If there was some reason I didn't do this it was specific to the microarchitecture and downstream optimizations at that time. As long as we get good results from this change I have no objection.

This is fine with me.

If there was some reason I didn't do this it was specific to the microarchitecture and downstream optimizations at that time. As long as we get good results from this change I have no objection.

Thanks, Andy.

I think the last bit that is needed is for @arsenm or @tstellarAMD to approve the patch as this may impact the AMD target.

Please note that in my last change, I turned it on only in AArch64 by separating enableClusterStores() and enableClusterLoads(). enableClusterStores() is off in AMD by default.

Please note that in my last change, I turned it on only in AArch64 by separating enableClusterStores() and enableClusterLoads(). enableClusterStores() is off in AMD by default.

In that case I think this is fine to commit. Thanks, Jun.

In D18376#399964, @atrick wrote:
This is fine with me.

If there was some reason I didn't do this it was specific to the microarchitecture and downstream optimizations at that time.
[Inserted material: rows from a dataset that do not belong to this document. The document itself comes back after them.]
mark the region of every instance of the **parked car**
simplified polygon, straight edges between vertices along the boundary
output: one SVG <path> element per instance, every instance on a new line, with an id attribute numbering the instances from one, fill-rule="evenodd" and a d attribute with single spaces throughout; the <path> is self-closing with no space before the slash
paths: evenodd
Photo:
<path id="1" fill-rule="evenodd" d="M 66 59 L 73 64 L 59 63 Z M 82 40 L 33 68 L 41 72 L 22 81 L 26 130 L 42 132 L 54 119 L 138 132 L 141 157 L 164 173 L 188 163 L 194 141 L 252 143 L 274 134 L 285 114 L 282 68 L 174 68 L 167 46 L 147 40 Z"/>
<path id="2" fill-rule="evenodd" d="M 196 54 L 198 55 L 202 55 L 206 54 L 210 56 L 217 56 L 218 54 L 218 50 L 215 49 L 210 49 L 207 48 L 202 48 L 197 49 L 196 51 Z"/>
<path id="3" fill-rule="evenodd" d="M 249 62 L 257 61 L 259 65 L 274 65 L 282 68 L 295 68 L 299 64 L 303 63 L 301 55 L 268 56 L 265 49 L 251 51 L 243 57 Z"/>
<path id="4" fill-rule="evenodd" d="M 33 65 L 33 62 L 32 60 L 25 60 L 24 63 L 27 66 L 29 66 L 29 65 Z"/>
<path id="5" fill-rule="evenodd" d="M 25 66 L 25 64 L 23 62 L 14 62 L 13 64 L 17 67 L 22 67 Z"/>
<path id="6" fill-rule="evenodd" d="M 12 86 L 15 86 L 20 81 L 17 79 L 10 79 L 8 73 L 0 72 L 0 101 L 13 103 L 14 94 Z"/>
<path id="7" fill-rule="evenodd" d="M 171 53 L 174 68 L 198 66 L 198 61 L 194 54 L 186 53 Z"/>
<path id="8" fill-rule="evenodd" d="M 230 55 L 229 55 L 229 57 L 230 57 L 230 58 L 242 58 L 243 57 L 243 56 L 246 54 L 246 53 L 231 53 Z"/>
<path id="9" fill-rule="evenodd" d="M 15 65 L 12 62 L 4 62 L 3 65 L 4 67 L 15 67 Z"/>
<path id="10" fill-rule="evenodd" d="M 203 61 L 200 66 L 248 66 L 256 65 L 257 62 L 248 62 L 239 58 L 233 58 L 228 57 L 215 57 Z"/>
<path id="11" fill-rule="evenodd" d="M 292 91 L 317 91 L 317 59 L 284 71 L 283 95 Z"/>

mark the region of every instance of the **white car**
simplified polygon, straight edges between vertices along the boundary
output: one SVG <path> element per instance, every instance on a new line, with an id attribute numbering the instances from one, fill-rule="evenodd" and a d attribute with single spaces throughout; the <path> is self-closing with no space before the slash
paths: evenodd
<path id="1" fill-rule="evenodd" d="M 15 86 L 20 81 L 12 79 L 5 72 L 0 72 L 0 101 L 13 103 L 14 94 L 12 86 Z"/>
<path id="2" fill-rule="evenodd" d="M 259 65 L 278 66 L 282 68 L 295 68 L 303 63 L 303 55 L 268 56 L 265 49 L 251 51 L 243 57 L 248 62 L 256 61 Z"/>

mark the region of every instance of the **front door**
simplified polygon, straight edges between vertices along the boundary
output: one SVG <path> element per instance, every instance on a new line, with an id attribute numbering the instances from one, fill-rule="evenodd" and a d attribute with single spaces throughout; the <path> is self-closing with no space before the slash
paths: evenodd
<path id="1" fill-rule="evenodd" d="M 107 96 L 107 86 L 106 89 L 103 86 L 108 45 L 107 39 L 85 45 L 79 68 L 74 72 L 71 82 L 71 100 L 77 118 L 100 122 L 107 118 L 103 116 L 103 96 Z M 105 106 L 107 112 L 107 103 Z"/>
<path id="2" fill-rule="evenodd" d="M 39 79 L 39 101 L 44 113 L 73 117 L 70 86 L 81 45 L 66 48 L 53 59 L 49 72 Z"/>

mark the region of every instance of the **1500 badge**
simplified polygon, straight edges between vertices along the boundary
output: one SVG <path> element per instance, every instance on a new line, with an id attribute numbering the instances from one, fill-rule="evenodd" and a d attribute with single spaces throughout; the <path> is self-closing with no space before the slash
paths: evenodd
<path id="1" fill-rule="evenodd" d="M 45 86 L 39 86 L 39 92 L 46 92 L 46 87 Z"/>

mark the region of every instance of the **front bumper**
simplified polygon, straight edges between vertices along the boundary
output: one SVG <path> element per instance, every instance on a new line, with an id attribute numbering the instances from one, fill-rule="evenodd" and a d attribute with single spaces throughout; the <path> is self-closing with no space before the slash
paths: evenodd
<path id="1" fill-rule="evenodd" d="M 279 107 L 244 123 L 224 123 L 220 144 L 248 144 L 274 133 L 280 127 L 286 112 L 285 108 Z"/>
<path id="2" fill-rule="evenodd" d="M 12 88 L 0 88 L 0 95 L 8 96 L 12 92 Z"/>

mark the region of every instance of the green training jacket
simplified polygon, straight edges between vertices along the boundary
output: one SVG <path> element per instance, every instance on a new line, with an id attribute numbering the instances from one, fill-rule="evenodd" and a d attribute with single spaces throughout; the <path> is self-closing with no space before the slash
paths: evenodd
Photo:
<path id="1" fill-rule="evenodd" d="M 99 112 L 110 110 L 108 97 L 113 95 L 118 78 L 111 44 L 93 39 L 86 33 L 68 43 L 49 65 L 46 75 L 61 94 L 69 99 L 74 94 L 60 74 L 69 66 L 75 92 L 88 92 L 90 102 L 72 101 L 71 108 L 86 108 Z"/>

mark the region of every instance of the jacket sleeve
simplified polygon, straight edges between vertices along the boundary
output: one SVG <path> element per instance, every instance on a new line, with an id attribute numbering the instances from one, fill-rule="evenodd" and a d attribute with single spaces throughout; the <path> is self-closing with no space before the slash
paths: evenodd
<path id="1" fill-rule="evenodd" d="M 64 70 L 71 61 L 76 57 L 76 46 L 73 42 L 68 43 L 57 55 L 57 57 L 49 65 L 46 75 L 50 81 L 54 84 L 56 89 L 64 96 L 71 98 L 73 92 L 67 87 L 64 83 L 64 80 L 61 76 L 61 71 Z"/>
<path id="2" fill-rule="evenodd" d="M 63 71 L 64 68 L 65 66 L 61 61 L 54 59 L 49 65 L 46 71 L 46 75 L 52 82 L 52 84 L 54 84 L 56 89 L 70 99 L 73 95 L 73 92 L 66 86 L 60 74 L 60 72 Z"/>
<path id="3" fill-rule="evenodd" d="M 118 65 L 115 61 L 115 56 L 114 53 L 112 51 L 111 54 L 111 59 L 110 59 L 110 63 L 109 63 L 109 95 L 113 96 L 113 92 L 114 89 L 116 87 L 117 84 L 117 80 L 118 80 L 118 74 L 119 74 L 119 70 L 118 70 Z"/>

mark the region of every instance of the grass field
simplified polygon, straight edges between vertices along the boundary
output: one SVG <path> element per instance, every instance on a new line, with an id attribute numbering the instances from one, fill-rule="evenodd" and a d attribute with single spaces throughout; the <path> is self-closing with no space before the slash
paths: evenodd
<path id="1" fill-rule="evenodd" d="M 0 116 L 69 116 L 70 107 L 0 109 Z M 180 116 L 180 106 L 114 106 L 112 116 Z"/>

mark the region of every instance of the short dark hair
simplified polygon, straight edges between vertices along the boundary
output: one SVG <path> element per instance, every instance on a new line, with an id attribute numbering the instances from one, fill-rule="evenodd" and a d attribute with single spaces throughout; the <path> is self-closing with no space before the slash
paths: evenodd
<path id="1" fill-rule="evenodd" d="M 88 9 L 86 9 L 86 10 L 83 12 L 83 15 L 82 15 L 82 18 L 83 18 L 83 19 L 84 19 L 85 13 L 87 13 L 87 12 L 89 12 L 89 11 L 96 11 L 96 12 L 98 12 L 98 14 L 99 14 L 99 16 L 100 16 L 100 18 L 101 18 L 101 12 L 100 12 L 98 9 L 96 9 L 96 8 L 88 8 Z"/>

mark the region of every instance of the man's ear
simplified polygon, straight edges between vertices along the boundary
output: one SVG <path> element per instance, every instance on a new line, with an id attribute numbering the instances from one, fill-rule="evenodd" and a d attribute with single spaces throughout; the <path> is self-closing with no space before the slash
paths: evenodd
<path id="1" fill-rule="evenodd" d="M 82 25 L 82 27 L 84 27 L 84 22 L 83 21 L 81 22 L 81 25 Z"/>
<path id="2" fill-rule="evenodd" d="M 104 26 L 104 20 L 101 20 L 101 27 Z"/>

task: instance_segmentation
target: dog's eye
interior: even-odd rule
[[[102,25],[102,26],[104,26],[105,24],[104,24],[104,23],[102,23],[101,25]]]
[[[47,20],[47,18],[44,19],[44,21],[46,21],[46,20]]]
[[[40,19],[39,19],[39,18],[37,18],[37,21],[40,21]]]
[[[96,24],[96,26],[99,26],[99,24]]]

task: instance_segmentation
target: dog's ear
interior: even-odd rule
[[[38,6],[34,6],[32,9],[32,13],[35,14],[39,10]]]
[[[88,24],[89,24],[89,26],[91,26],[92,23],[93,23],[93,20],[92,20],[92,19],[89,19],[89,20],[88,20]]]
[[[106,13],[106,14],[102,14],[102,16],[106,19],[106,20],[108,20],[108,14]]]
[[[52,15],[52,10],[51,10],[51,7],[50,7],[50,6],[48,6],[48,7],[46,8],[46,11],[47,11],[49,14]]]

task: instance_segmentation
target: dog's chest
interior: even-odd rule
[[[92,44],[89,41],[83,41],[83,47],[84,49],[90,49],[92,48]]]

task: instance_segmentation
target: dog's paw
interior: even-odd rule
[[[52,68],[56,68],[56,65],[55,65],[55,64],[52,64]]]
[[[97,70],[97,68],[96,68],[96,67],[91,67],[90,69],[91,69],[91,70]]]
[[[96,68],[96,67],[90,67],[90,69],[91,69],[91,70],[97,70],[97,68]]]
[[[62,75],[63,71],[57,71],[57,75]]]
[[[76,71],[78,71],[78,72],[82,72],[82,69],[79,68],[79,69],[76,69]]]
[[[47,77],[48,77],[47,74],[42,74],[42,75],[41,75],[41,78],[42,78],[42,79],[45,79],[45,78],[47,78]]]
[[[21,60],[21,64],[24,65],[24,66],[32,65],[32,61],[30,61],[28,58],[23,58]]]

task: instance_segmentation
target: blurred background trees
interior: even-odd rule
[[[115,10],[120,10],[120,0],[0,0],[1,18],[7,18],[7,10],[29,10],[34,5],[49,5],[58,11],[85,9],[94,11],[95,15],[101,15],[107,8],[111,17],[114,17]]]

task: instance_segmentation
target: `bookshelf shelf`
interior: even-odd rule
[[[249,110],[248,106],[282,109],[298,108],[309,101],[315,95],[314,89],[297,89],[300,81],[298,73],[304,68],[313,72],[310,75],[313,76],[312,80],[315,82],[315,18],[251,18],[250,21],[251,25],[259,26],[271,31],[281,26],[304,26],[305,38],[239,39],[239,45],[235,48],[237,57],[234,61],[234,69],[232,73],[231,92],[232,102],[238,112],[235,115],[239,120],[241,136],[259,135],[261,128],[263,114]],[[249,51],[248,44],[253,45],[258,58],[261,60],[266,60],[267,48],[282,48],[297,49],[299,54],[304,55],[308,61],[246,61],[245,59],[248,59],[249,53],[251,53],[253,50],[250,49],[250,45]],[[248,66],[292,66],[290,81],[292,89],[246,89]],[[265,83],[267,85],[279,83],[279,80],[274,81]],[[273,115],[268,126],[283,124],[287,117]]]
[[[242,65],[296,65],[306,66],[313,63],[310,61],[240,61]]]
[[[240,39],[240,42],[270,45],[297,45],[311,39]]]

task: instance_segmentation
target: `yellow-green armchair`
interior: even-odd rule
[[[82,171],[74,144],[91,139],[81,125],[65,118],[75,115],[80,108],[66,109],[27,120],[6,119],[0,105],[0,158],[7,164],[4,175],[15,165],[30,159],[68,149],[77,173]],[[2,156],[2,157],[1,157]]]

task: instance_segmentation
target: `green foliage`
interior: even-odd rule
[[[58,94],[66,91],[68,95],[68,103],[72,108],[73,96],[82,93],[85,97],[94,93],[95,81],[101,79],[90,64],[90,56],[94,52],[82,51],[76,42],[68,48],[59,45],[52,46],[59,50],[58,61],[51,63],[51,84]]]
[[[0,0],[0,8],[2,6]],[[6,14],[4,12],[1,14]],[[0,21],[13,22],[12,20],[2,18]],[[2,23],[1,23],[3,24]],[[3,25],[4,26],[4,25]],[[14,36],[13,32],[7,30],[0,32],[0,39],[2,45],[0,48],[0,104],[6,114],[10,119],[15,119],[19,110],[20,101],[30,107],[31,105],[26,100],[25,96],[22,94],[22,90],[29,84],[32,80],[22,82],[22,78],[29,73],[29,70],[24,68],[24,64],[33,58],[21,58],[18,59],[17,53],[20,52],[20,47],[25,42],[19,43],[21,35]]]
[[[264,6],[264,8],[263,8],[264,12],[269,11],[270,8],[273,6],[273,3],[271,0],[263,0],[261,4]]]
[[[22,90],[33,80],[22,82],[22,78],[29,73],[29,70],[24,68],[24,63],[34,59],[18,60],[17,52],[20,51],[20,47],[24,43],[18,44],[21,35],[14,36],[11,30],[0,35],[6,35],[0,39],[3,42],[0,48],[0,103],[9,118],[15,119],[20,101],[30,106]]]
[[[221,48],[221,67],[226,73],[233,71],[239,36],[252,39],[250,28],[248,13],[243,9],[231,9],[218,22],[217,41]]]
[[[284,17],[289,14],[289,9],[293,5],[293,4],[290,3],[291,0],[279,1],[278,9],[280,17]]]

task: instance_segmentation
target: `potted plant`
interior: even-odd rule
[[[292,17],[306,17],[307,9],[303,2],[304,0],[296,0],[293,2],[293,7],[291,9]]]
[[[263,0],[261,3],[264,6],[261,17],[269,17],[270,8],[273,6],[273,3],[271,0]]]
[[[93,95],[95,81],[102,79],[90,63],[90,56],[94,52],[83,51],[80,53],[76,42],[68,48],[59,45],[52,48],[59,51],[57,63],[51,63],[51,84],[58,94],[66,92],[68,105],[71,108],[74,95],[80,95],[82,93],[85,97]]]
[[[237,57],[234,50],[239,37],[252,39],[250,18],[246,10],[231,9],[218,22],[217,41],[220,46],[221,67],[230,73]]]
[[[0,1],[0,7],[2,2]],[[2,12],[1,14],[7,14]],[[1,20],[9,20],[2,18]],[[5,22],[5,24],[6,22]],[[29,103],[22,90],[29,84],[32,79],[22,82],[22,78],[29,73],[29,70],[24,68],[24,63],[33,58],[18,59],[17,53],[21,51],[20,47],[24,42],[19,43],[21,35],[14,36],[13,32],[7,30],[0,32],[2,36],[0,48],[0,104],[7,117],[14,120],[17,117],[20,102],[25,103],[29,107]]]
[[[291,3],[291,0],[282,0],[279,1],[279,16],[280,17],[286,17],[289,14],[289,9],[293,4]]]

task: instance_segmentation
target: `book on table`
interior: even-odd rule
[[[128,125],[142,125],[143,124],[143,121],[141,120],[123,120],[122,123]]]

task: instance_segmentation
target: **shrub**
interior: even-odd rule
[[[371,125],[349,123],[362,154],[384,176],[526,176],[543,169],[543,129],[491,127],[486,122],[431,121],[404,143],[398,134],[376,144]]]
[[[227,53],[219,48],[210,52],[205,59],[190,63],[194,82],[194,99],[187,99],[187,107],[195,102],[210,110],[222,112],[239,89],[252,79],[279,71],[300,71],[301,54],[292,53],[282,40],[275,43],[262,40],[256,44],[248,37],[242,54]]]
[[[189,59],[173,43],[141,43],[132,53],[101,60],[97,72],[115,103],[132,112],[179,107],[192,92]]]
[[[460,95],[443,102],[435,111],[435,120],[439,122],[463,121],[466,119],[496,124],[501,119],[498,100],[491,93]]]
As >long as we get good results from this change I have no objection.

I didn't see clear performance gains in score with this change in my spec2006 test. However, with this change I observed overall better llvm stats; please see my previous comments showing differences of llvm stats for spec2006.

I'm going to commit this if there is any objection by tomorrow.

junbuml closed this revision.Apr 15 2016, 8:06 AM

Landed in r266437.
Thanks for the reviews !